Paris School of Economics / Ehess
Campus Jourdan – 48 boulevard Jourdan 75014 Paris
5th floor, office 39
Thesis Supervisor: CLARK Andrew
Academic year of registration: 2013/2014
"COMBINATORICS" Stata command for batch OLS estimation and cross-validation:
This data mining program performs batch OLS estimation, out-of-sample validation and Leave-one-out cross-validation (LOOCV) on all the 2^n models combined from a set of n candidate explanatory variables.
It evaluates the OLS explanatory performances and out-of-sample (OOS) predictive performances of all possible 2^n models of a dependent variable that can be generated with a given set of n possible explanatory variables. This can be used in data mining in order to evaluate the distribution of predictors' coefficients and performances across the space of potential models. This can also be used as a benchmark tool in order to evaluate model selection and machine learning algorithms in natural datasets. Given the important risk of overfitting in high-dimensional feature selection problems, a model's performance is better approached by its cross-validation measure of fit, which is calculated here using leave-one-out cross-validation (LOOCV). Note that the number of possible models explodes with the number of possible explanatory variables and you would better limit yourself to 20 indepvars max (i.e., 1,048,576 models).
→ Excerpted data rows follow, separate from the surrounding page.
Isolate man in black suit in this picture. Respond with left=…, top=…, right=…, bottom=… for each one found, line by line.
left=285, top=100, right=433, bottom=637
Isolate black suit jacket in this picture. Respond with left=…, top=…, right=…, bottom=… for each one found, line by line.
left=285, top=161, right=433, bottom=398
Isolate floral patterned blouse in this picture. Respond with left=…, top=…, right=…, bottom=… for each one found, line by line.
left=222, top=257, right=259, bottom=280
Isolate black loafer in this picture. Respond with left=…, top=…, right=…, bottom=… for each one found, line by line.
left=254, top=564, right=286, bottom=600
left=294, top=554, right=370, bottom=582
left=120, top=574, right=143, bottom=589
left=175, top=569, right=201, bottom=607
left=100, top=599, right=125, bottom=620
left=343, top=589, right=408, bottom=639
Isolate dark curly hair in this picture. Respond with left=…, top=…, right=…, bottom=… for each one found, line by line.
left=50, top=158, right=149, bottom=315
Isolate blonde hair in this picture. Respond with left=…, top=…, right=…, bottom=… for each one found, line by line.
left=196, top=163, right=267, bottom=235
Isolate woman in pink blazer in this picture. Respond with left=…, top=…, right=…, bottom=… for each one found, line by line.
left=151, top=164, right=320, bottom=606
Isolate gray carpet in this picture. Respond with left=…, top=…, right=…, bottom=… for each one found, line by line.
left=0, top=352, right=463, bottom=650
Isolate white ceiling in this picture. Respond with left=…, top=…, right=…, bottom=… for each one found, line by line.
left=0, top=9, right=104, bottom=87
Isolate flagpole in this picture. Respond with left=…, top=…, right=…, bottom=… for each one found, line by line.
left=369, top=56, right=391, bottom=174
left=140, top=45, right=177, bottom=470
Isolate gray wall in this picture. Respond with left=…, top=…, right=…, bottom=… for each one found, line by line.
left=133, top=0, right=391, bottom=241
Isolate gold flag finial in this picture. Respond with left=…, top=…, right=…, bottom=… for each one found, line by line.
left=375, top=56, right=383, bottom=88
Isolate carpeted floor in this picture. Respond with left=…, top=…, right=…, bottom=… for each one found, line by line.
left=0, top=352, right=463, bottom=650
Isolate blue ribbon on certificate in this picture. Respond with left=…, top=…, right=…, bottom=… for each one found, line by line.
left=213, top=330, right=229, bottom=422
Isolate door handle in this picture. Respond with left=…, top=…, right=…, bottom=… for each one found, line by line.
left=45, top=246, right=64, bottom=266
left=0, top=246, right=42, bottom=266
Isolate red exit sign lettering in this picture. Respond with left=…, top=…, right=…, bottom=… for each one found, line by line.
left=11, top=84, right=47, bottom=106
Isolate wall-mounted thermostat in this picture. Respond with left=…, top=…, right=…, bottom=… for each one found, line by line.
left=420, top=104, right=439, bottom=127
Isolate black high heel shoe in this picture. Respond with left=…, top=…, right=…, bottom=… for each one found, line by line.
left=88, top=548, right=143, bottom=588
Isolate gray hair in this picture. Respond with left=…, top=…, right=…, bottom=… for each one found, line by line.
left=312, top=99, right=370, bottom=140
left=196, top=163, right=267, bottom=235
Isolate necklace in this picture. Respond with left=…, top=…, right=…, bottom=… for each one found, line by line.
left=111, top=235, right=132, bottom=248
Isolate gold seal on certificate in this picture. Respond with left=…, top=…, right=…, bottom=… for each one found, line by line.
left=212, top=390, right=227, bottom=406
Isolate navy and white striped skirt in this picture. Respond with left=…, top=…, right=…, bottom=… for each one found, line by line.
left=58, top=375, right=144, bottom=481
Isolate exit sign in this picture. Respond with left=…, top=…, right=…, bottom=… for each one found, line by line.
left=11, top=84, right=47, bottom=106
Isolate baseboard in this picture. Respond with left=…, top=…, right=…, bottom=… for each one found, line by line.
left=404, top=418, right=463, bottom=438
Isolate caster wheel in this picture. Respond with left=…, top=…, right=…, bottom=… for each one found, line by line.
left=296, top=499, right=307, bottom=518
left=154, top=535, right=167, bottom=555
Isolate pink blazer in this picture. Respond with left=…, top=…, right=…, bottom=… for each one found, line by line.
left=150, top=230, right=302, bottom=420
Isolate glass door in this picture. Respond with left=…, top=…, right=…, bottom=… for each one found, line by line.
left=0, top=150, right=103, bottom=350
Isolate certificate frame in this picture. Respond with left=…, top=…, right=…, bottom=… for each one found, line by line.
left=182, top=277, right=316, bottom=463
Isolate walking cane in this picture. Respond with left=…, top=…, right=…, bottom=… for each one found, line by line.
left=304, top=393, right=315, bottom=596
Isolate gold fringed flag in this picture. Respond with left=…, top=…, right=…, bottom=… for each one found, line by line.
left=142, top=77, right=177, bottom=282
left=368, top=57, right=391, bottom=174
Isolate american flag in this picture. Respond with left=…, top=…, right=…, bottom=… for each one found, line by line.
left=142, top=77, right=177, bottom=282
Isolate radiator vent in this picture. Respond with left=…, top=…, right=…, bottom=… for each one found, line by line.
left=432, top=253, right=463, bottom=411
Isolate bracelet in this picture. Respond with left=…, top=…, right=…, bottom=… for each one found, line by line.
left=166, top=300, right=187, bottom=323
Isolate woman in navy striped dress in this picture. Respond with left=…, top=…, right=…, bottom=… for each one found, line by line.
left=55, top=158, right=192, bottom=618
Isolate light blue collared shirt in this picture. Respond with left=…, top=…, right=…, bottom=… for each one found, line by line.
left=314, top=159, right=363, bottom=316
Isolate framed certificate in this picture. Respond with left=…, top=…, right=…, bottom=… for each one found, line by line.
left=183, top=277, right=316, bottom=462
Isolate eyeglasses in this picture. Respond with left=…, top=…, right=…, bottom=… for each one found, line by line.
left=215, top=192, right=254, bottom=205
This command is a wrapper for "tuples" and installs it automatically if necessary.
You can download the program directly from Stata by typing:
ssc install combinatorics
The program has been written for Stata 11 and later versions, and is not compatible with earlier versions.
Keep in mind that this program is in beta version. Read carefully the help file by typing "help combinatorics" after installing the program. Please send me an e-mail if you experience any trouble or bugs.
"COVERAGE" Stata command to describe coverage of variables in datasets, and visually analyze non-response patterns:
This program generates an excel file that has three main functions of interest on large and complex datasets.
- First it sorts variables of the dataset in memory by increasing order of missing observations. It gives also the sample size obtained from listwise-deleting missing values of increasingly missing variables. This tool is mostly helpful for analysts in early exploratory stages desiring to address the trade-off between increasing the number of controls in a regression, and facing the loss of sample size that it implies (consistency vs. efficiency). The results are computed at the observation-level, and for any aggregate level specified as factor variables in the options.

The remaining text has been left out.